Here are the most common and most effective thermogenic ingredients, and the amounts that you should be getting from your fat burner:

  • Caffeine (usually written as caffeine anhydrous) - It's included in pretty much every weight loss pill there is, not only for the stimulant and energy effects it provides, but also because it is proven by research to help you burn fat and stimulate metabolism. A rough estimate of content is that 100mg of caffeine = 1 cup of coffee, so use that as a guide when choosing your fat burner. Just be careful not to overdose - anything over about 600mg/day (including your intake from other supplements, foods and drinks) might result in nasty side effects such as dehydration, rapid heartbeat, excessive sweating, increased blood pressure and worse.
  • Green Tea Extract (Camellia Sinensis) - Probably the second-most used ingredient, green tea extract is a highly effective weight loss supplement. It works by reducing the size of fat cells and increasing norepinephrine - the body's main fat-burning hormone. You will want approximately 200-300mg of standardised polyphenols (the active extract of green tea) per day, so keep in mind the polyphenol percentage when choosing your supplement.
  • Guarana (Paullinia cupana) - A popular ingredient in energy drinks due to its natural caffeine content, guarana has a number of benefits for anyone looking to burn body fat. Not only does it increase energy levels, in enhances mental focus and prolongs physical performance - perfect for longer workouts when dieting. 500-1500mg/day is a generally acceptable dose of guarana.
  • Yerba Mate (Ilex Paraguariensis) - Native to South America, the yerba tree provides similar benefits to the guarana plant, and its' leaves are used to make a beverage much like tea leaves are. Studies have shown significant benefits in cholesterol levels through use of yerba mate as a supplement, and with a natural caffeine content, it is believed to enhance metabolism and reduce fat absorption. Like guarana, look for 500-1500mg in your daily intake.
  • Synephrine (Oxedrine or Citrus Aurantium or Bitter Orange) - As one of the most popular ingredients used in fat burners after ephedra was outlawed, synephrine plays a similar role to ephedra as a stimulant, and is believed to increase fat loss ability, stimulate metabolism, reduce hunger and increase body heat. One of its' main side effects is that it constricts blood vessels, so it will work against nitric oxide supplements, and should be used separately. 4-20mg of synephrine is a valid daily dose.

Aside from these main ingredients, there are hundreds of others that are included in thermogenic supplements around the world. Ingredients such as l-carnitine, conjugated linoleic acid (CLA) and 7-keto are others that are beneficial to weight loss also, and any combination of these ingredients will certainly stimulate your metabolism.

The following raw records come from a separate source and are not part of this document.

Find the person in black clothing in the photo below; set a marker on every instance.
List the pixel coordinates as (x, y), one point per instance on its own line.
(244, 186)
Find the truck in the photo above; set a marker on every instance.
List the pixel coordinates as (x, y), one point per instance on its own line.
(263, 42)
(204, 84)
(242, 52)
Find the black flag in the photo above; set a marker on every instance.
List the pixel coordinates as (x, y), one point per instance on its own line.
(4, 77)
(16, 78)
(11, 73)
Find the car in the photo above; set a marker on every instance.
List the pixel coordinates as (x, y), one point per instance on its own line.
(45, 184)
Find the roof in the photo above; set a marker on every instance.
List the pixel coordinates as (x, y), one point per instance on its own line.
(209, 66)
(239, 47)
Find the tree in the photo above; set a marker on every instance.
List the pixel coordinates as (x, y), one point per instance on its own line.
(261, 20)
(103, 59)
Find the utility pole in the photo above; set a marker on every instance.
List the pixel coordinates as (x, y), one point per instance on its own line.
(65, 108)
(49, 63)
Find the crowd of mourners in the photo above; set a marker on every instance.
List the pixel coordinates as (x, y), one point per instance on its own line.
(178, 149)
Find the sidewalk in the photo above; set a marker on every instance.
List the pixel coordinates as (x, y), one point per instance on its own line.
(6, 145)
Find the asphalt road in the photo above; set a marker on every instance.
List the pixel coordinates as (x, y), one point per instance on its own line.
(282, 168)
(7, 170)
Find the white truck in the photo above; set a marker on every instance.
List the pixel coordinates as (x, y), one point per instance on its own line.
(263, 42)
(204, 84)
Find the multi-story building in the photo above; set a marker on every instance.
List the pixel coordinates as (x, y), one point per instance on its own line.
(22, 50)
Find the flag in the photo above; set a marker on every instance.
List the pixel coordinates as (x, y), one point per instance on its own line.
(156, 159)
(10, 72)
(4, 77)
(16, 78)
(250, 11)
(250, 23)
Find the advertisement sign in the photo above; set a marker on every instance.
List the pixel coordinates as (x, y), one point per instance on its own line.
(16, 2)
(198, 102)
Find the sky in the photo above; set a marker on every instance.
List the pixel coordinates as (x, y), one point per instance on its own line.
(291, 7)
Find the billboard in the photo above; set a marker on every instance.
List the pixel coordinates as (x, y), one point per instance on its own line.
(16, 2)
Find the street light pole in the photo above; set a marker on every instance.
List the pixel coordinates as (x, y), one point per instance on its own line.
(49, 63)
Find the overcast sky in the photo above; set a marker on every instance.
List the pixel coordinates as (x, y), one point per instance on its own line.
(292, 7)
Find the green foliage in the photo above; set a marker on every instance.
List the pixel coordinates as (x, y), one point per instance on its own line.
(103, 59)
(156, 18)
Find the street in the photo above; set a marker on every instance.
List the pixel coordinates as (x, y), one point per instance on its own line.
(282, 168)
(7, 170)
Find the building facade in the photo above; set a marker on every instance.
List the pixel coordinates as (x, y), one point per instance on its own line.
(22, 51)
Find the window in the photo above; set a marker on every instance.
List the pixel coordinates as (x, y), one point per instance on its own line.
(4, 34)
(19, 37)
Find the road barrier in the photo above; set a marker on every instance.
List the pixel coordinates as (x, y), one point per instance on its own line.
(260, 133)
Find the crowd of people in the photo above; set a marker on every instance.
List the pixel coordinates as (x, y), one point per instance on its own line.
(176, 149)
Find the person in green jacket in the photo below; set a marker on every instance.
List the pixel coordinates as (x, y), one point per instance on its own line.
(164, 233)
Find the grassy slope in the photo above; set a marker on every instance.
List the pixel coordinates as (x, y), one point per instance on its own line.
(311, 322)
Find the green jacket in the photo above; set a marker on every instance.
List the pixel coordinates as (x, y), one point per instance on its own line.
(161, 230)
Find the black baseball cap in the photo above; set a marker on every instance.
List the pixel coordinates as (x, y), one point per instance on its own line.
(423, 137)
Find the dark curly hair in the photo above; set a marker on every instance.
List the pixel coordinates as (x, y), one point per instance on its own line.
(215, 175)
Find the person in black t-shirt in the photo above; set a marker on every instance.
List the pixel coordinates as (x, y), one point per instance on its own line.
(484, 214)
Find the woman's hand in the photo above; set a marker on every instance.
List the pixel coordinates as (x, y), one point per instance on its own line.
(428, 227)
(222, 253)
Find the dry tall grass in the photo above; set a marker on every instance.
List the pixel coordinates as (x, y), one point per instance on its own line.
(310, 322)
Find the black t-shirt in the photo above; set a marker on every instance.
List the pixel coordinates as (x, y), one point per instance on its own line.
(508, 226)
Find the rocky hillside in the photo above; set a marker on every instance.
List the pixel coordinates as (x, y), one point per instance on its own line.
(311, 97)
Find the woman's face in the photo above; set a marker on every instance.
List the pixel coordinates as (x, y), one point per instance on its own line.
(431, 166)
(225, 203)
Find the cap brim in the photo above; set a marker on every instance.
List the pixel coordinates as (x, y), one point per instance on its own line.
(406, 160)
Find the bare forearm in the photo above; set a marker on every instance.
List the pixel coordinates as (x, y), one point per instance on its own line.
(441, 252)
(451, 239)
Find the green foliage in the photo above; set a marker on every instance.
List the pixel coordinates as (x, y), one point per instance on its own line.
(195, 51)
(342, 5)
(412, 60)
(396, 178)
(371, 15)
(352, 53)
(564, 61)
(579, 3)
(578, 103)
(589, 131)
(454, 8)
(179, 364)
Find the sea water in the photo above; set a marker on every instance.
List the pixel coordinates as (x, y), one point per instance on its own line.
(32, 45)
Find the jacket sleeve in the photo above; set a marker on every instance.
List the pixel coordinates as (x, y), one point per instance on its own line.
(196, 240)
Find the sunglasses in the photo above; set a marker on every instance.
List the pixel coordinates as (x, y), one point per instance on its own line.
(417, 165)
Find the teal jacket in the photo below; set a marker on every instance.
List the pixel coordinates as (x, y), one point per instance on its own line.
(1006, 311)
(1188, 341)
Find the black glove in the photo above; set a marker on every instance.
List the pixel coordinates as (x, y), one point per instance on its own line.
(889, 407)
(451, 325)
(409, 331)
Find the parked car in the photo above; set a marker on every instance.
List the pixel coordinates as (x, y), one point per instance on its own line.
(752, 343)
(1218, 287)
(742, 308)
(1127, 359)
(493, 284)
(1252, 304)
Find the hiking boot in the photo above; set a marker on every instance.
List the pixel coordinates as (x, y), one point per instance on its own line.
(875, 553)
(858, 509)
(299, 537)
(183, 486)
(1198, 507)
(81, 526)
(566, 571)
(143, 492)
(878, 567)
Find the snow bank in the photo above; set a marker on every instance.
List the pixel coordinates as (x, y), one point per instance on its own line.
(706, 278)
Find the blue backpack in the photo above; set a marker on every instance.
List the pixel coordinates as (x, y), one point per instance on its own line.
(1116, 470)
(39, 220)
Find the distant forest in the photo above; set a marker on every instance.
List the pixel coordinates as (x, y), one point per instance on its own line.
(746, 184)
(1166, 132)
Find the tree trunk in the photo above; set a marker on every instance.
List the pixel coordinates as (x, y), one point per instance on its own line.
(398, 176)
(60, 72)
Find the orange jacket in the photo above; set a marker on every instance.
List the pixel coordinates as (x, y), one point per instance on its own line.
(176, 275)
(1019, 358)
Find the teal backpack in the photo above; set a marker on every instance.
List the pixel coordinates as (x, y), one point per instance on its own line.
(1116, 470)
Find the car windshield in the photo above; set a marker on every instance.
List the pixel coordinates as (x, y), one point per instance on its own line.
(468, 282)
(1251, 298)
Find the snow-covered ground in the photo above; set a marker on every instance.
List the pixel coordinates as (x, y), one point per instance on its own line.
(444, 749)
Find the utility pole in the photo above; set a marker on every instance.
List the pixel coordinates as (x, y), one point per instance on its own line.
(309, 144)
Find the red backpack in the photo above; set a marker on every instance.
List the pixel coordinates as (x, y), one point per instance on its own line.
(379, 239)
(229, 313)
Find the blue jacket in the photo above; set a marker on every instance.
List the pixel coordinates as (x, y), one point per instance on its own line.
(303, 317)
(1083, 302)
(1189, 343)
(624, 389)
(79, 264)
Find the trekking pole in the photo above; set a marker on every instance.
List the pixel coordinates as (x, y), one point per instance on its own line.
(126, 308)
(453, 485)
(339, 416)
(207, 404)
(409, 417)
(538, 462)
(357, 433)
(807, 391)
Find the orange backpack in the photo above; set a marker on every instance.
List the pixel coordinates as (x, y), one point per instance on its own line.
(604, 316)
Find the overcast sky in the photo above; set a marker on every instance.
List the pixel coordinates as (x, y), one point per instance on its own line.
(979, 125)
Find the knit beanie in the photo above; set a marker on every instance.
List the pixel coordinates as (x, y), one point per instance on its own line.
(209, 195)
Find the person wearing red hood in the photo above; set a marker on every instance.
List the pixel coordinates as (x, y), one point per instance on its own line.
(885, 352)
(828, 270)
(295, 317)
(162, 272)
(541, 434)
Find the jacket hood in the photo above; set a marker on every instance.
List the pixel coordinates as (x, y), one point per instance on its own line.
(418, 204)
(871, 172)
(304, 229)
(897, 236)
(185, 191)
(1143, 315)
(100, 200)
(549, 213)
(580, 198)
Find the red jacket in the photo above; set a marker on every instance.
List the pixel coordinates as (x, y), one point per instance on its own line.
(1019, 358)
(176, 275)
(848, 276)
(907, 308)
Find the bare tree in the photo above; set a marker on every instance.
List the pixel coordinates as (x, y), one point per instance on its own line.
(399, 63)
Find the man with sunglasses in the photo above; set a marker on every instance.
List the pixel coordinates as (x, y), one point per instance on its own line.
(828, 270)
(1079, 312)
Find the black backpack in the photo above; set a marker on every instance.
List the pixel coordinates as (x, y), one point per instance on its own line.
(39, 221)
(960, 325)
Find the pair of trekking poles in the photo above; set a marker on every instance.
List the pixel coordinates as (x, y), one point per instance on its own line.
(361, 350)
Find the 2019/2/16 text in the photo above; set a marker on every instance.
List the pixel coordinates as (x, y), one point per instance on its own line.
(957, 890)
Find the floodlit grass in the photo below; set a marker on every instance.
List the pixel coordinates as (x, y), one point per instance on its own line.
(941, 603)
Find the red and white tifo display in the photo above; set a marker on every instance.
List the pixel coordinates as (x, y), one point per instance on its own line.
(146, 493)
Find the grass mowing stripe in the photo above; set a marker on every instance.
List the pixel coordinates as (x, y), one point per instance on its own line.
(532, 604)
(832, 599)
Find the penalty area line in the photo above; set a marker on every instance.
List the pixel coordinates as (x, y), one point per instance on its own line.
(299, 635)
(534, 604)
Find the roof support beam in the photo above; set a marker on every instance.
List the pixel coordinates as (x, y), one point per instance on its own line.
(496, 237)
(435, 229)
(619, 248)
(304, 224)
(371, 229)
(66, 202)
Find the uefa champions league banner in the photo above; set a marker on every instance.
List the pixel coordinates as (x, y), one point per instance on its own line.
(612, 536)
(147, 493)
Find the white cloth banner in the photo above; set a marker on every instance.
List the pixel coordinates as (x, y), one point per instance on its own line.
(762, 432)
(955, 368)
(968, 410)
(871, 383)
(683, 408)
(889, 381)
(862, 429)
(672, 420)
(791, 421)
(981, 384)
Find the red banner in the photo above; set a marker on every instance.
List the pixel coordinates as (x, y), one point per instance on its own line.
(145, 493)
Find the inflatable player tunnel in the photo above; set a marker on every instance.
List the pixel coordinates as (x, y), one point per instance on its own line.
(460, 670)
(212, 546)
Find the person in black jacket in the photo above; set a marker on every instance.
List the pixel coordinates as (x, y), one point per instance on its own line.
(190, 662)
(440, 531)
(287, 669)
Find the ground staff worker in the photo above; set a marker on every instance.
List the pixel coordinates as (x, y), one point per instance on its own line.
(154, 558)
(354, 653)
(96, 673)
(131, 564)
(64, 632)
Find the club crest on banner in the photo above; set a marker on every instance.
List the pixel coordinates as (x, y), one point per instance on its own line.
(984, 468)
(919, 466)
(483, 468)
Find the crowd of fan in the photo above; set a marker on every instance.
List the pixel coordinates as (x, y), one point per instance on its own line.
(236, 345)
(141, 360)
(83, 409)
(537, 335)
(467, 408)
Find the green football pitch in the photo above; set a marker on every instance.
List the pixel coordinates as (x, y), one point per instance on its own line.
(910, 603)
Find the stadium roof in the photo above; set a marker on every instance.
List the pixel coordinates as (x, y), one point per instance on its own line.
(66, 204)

Be careful when choosing your fat burner - often supplement companies load them with caffeine and sprinkle a few effective ingredients such as green tea or guarana just so they appear on the label. The most common issue with thermogenics is that the ingredients aren't included at doses high enough to actually work. Check the label for the ingredient dosages and compare them to what a valid daily dose should be. Of course, always follow the directions on the label!

There you have a rundown of what makes a good weight loss supplement. The combination of just a few of these key ingredients should result in some significant improvement to your training intensity, metabolic rate, and your physique. Make sure you combine them with a sensible eating and training program for some great results!